Thanks to Dr. Don Storey for his review and very helpful comments on a draft of this essay.

This work is licensed under a Creative Commons Attribution-Share Alike 3.0 Unported License. Feel free to republish this post with attribution.

12 Comments

  1. HealthIT Policy on September 15, 2009 at 6:25 pm

    RT @VinceKuraitis So is there hope that Chopra will not force us all to speak latin? http://bit.ly/sXUrM #hitpol



  2. Vince Kuraitis on October 1, 2009 at 9:53 am

    @WilliamCrawford : HITECH "standards" recs seem inconsistent w/ #Gov20. See http://bit.ly/7D8gi #hitpol #hchit



  3. HealthIT Policy on October 1, 2009 at 6:58 pm

    RT @VinceKuraitis HITECH "standards" recs seem inconsistent w/ #Gov20. See http://bit.ly/7D8gi #hitpol



  4. govwiki on October 1, 2009 at 7:00 pm

    RT RT @VinceKuraitis HITECH "standards" recs seem inconsistent w/ #Gov20. See http://bit.ly/7D8gi #.. http://bit.ly/2iKMA3



  5. Gov 2.0 on October 1, 2009 at 7:00 pm

    RT RT @VinceKuraitis HITECH "standards" recs seem inconsistent w/ #Gov20. See http://bit.ly/7D8gi #.. http://bit.ly/2iKMA3



  6. Nahum Gershon on October 1, 2009 at 7:57 pm

    RT @govwiki RT @VinceKuraitis HITECH "standards"recs seem inconsistent w/ #Gov20. See http://bit.ly/7D8gi #.. http://bit.ly/2iKMA3



  7. Vince Kuraitis on November 11, 2009 at 4:56 pm

    @omowizard 2 schools of thought here 1) standards>> data liquidity 2) data liquidity>> standards.
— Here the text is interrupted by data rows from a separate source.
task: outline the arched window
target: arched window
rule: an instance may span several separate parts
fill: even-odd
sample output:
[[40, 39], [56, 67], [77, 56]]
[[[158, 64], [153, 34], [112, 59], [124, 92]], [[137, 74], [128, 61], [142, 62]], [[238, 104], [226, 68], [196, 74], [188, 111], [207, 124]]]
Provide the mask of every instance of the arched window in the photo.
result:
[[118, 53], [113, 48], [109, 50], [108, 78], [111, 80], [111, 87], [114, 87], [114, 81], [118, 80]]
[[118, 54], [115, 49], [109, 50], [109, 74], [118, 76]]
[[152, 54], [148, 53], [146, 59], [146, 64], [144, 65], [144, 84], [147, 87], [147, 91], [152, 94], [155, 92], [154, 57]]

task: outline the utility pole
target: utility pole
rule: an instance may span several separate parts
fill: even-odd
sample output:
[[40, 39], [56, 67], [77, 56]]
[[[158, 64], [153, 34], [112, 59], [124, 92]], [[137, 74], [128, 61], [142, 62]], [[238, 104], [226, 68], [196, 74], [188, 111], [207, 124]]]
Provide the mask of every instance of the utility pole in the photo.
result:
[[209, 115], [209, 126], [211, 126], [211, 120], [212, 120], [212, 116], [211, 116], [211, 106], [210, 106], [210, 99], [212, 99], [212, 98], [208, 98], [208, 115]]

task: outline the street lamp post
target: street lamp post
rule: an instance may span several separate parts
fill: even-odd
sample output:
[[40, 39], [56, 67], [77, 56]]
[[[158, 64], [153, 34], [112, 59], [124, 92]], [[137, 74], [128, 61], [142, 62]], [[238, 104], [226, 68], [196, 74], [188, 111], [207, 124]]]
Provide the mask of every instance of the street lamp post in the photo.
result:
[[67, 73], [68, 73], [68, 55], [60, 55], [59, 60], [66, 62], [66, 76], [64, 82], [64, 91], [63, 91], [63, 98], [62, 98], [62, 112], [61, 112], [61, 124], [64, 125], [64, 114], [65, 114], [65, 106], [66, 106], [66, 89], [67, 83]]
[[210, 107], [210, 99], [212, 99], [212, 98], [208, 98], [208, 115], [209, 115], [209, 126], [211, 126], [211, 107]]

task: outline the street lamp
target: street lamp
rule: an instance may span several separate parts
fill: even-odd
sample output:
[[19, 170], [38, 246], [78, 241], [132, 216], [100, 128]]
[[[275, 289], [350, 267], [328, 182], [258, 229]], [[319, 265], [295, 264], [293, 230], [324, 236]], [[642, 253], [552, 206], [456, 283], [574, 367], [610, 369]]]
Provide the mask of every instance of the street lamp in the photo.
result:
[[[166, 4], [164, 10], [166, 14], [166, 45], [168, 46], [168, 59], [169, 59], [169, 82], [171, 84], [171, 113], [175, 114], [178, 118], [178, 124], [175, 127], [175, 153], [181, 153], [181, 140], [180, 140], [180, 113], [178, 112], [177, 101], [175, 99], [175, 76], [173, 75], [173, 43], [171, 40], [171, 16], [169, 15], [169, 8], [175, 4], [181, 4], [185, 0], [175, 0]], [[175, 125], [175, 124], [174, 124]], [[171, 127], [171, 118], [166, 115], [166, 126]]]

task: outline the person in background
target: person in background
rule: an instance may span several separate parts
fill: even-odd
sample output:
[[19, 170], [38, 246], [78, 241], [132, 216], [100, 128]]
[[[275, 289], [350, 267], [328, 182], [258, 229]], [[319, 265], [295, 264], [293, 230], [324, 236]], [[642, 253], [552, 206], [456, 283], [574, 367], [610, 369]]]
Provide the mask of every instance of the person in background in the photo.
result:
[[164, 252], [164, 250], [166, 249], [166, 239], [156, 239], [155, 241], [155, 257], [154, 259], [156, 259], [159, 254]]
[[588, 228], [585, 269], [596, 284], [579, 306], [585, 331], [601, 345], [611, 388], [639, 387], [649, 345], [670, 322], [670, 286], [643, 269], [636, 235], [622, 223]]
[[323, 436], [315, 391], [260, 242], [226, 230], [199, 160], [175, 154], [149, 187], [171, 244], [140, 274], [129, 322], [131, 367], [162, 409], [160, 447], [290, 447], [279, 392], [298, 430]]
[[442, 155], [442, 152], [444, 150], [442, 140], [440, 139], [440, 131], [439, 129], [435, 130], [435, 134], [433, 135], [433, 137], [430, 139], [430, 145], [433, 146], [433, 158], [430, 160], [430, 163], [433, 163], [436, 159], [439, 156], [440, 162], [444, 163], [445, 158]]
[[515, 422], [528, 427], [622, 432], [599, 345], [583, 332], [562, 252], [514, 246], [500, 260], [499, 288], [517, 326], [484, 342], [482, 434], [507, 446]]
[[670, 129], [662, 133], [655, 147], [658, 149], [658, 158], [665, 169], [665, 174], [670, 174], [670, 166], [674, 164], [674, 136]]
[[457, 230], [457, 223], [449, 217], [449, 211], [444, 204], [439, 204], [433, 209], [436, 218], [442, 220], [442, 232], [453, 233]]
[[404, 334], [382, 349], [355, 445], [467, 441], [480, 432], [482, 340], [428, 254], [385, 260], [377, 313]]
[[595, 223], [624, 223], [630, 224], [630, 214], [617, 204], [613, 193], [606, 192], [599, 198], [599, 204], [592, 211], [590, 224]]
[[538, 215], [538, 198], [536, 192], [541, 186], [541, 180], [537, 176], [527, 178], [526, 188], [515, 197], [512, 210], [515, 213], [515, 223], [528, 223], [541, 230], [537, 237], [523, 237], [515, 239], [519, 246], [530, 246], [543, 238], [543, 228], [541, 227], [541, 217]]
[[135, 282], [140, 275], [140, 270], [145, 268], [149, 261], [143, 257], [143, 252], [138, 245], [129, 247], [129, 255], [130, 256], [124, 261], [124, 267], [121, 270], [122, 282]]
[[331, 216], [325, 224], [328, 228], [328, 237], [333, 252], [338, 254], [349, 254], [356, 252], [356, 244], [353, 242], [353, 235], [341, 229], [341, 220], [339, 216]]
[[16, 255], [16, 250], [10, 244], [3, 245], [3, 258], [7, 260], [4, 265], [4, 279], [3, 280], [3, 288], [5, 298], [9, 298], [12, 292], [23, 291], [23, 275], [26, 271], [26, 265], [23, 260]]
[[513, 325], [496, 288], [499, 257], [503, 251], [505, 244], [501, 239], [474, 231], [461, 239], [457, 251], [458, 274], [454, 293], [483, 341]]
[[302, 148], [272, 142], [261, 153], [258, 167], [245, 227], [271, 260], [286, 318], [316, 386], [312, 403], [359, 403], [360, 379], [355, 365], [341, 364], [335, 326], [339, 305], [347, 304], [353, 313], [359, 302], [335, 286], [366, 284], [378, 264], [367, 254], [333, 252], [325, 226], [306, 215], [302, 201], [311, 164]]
I'm #2. http://bit.ly/7D8gi #EHRs



  8. Vince Kuraitis on January 15, 2010 at 11:46 am

    .@aviars IFR allows CCR and CCD for summary records, so we won't all be forced to speak Latin (HL7) http://bit.ly/7D8gi #hitpol



  9. Alan C. Viars on January 17, 2010 at 6:56 pm

    RT @VinceKuraitis IFR allows CCR and CCD for summary records, so we won't all be forced to speak Latin (HL7) http://bit.ly/7D8gi #hitpol



  10. HealthIT Policy on January 17, 2010 at 11:10 pm

    RT @VinceKuraitis IFR allows CCR & CCD for summary records, so we won't all be forced to speak Latin (HL7) http://bit.ly/7D8gi (via @aviars)
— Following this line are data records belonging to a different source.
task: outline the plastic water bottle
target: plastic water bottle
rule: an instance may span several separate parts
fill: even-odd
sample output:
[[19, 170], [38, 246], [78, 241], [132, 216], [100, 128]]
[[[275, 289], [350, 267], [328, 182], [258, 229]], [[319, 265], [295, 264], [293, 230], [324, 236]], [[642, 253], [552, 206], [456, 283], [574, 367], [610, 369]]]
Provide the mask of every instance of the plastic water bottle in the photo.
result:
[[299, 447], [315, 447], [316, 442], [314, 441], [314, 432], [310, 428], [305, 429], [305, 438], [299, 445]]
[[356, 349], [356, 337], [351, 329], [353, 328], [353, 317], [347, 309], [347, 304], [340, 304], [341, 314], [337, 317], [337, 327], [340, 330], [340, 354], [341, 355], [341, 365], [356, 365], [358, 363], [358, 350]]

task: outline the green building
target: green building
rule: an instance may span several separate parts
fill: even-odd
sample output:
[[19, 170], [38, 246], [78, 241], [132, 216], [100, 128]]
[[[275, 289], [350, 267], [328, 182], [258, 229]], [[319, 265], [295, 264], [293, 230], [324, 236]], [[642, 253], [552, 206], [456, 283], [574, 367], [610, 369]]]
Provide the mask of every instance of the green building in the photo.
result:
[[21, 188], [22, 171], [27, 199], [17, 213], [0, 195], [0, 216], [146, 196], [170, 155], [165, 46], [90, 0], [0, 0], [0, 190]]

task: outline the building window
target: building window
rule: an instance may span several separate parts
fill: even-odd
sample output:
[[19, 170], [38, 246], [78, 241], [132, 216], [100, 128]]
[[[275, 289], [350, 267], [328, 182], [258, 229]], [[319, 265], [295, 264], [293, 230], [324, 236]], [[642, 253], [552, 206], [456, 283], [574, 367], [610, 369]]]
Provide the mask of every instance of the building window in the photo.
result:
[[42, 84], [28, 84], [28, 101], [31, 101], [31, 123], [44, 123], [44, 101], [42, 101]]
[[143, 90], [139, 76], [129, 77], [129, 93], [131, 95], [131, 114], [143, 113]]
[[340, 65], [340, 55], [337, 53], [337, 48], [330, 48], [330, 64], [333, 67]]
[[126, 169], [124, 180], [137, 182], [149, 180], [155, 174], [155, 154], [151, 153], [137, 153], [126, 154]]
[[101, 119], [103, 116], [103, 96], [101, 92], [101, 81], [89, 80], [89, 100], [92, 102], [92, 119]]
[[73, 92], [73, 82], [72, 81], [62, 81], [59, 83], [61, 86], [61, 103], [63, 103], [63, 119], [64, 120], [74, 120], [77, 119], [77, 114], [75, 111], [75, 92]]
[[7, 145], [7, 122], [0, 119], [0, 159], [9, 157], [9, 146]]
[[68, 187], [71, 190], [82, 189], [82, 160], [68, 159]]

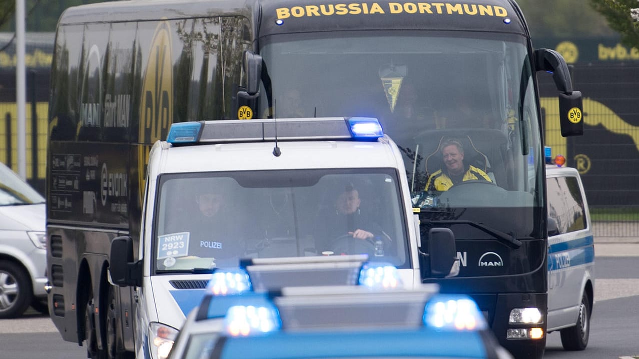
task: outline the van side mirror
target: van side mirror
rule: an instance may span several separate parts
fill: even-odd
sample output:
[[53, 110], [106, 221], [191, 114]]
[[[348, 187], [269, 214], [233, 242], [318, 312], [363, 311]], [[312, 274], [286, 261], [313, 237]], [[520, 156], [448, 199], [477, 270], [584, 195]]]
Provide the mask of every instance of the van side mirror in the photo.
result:
[[431, 228], [428, 232], [428, 253], [432, 276], [445, 278], [459, 274], [459, 260], [452, 230], [447, 228]]
[[134, 262], [130, 237], [116, 237], [111, 242], [109, 273], [113, 284], [120, 287], [142, 285], [142, 262]]
[[548, 217], [548, 237], [559, 234], [559, 228], [557, 227], [557, 221], [552, 217]]
[[564, 137], [583, 134], [583, 109], [581, 93], [573, 90], [568, 65], [563, 56], [555, 50], [535, 51], [535, 71], [551, 72], [555, 86], [559, 90], [559, 124]]

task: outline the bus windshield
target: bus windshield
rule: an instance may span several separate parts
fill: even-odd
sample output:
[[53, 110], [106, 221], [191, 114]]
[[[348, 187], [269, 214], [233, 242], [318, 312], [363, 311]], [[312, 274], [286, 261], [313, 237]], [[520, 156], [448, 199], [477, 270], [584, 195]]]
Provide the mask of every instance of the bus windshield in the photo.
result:
[[410, 267], [399, 183], [397, 171], [385, 168], [162, 175], [155, 269], [361, 253]]
[[[259, 116], [377, 118], [404, 156], [422, 224], [470, 221], [544, 237], [543, 159], [523, 36], [323, 32], [267, 36], [260, 49]], [[456, 235], [493, 238], [476, 228]]]

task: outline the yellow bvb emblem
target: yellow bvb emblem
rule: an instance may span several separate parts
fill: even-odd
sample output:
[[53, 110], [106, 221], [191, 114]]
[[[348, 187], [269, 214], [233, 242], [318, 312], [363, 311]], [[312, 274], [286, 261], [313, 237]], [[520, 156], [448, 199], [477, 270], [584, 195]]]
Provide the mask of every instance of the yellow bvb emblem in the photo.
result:
[[569, 41], [560, 42], [555, 49], [564, 56], [567, 63], [574, 63], [579, 58], [579, 49], [574, 43]]
[[253, 118], [253, 110], [247, 106], [240, 106], [238, 109], [238, 118], [240, 120], [250, 120]]
[[568, 120], [573, 124], [578, 124], [581, 121], [581, 109], [579, 108], [573, 108], [568, 111]]

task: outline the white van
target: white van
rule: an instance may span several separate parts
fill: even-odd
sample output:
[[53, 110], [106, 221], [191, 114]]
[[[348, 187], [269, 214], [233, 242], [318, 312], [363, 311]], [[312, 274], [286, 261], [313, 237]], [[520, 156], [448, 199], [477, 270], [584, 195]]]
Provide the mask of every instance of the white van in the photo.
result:
[[566, 350], [588, 345], [594, 293], [594, 242], [579, 173], [547, 165], [548, 332], [559, 330]]
[[0, 163], [0, 319], [46, 312], [44, 198]]

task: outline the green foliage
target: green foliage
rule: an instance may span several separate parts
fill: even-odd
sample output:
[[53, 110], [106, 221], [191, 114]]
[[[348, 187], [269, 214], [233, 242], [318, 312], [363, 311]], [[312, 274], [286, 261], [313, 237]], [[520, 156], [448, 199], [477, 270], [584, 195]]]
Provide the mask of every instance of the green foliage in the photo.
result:
[[[636, 3], [636, 0], [626, 1]], [[608, 27], [606, 19], [591, 7], [585, 6], [583, 0], [517, 0], [517, 3], [521, 8], [534, 39], [616, 35]]]
[[639, 22], [630, 15], [631, 9], [639, 8], [637, 0], [590, 0], [590, 5], [608, 20], [611, 28], [621, 34], [621, 43], [639, 47]]
[[12, 19], [15, 10], [15, 0], [0, 0], [0, 26]]

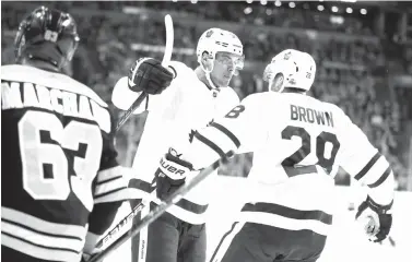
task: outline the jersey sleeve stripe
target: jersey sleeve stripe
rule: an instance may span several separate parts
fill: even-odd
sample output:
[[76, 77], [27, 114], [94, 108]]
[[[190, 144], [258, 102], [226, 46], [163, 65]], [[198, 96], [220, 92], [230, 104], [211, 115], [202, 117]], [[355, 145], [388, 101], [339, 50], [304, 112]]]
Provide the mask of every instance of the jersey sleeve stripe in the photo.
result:
[[369, 171], [369, 169], [375, 165], [375, 163], [379, 159], [380, 156], [381, 156], [380, 153], [376, 153], [374, 157], [372, 157], [372, 159], [366, 164], [366, 166], [362, 168], [362, 170], [355, 176], [355, 179], [356, 180], [362, 179]]
[[379, 187], [389, 177], [389, 175], [390, 175], [391, 171], [392, 170], [390, 169], [390, 167], [388, 167], [385, 170], [385, 172], [379, 177], [379, 179], [376, 180], [376, 182], [368, 184], [368, 187], [369, 188], [377, 188], [377, 187]]
[[31, 243], [25, 238], [14, 237], [4, 231], [1, 233], [1, 246], [40, 260], [79, 262], [81, 259], [81, 252], [50, 249], [42, 245]]
[[84, 236], [86, 234], [86, 229], [83, 226], [47, 222], [5, 206], [1, 206], [1, 219], [19, 223], [37, 231], [48, 233], [57, 236], [84, 239]]
[[209, 139], [204, 138], [203, 135], [201, 135], [198, 131], [195, 132], [195, 135], [193, 135], [197, 140], [199, 140], [200, 142], [202, 142], [203, 144], [208, 145], [211, 150], [213, 150], [215, 153], [217, 153], [217, 155], [220, 155], [221, 158], [225, 157], [225, 153], [221, 150], [221, 147], [219, 147], [215, 143], [213, 143], [212, 141], [210, 141]]
[[144, 180], [141, 180], [139, 178], [132, 178], [129, 180], [129, 188], [136, 188], [139, 190], [142, 190], [146, 193], [152, 193], [155, 189], [154, 186], [152, 186], [150, 182], [146, 182]]
[[108, 179], [125, 175], [123, 172], [123, 167], [122, 166], [115, 166], [105, 170], [102, 170], [97, 172], [97, 182], [103, 182]]
[[[123, 189], [127, 189], [128, 187], [121, 187], [121, 188], [118, 188], [118, 189], [114, 189], [114, 190], [110, 190], [110, 191], [106, 191], [104, 193], [101, 193], [101, 194], [95, 194], [95, 199], [99, 199], [99, 198], [103, 198], [103, 196], [107, 196], [109, 194], [115, 194]], [[108, 201], [108, 202], [111, 202], [111, 201]]]
[[122, 176], [117, 176], [117, 177], [114, 177], [114, 178], [108, 178], [106, 180], [97, 181], [96, 186], [102, 186], [104, 183], [111, 182], [111, 181], [119, 179], [119, 178], [122, 178]]
[[236, 135], [234, 135], [228, 129], [226, 129], [222, 124], [216, 123], [216, 122], [210, 122], [209, 126], [213, 127], [213, 128], [217, 129], [219, 131], [221, 131], [222, 133], [226, 134], [227, 138], [229, 138], [232, 140], [232, 142], [236, 145], [237, 148], [240, 146], [240, 141], [236, 138]]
  11. Heather Leslie on January 18, 2010 at 12:52 am

    Many thanks for this thoughtful post. I absolutely agree that we need to share data in different ways and for different purposes, and technology should facilitate this, not make it harder or more complicated.

    It is interesting that the Booze reference on issues around data liquidity assume that the EHR is an application, and that data is something separate. In view of my involvement with openEHR (the basis for the ISO 13606 standard for EHR extracts) I take a slightly different view – that the EHR is actually the health data itself, not an application. This enables us to view the problems slightly differently.

    One of the main reason why there is so much chaos at the moment is that we all use different ways of defining the same clinical content, so trying to align all of these is very difficult, maybe near impossible. We are turning ourselves inside out trying to devise sustainable ways of connecting ‘apples with pears’, not only now, but as a vehicle to take us into the future.

    However if we adopt an approach in which we mandate a consistency of data definitions then exchange of data becomes simpler by orders of magnitude. These standardised content definitions become a foundation for eHealth, a logical record architecture. It is an approach that is gathering momentum in Europe. In openEHR these content specifications are known as archetypes. Archetyped data can be aggregated and combined to build and generate the documents, messages and shared applications that we need, whether CCR, CCD, software applications, integrated research databases, clinical decision support systems etc – a lingua franca of healthIT. The data will stand a better chance of becoming ‘liquid’ and ‘flowing’ if we have a very tight understanding of what each piece of data means and use it consistently.

    The concept of archetypes or archetype-like standardised definitions seems to be largely missing in the eHealth discussion emanating from the US at present. Trying to achieve a single common language at the messaging or document level without common data definitions/specifications is fraught with problems as you so rightly point out in your post.